The properties of Nickel –containing Stainless Steel
The austenitic structure provides stainless steels with good ductility and formability. The common 18% chromium/ 8% nickel Type 304 in particular shows good stretch-forming characteristics. Their excellent formability has led to 300-series austenitic alloys being widely used for items such as kitchen sinks and cooking pots.
Many pieces of stainless steel equipment are fabricated by welding. In general, nickel austenitic alloys are better for welding than other alloys, with Types 304 and 316 being the most widely-fabricated stainless steels in the world. They are readily weldable in both thick and thin sections.
Toughness – the ability of a material to absorb energy without breaking – is essential in many engineering applications. Most stainless steels have good toughness at room temperature, however, as temperature decreases the ferritic structure becomes progressively more brittle, making ferritic stainless steels unsuitable for use at cryogenic temperatures.
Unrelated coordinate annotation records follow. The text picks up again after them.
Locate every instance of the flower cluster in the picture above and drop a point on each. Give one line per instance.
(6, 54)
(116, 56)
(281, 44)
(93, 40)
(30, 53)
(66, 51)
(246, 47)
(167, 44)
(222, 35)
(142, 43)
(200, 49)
In contrast, the common austenitic stainless steels retain good toughness even at liquid helium temperatures (-270oC), which is why grades such as Type 304 are widely used for cryogenic applications.
High Temperature Properties
Adding nickel gives the austenitic alloys of stainless steel significantly greater high-temperature strength than other alloys, particularly the ability to resist the tendency to move slowly or deform permanently under mechanical stresses, known as creep. Nickel also stabilises the protective oxide film and reduces spalling during thermal cycling. This is why austenitic alloys are preferred for high-temperature applications and where fire resistance is needed.
Most nickel-containing materials are fully recyclable at the end of the product’s useful life; indeed their high value encourages recycling. This, in turn, lessens the environmental impact of nickel-containing stainless steels by reducing both the need for virgin materials and the energy that their production uses.
Ease of Production
Ease of production is not something that is immediately apparent to the end user. However, long experience of manufacturing the common austenitic alloys, their widespread use, their versatility and the scale of their production have allowed them to become widely and economically available in all shapes and quantities and in all parts of the world.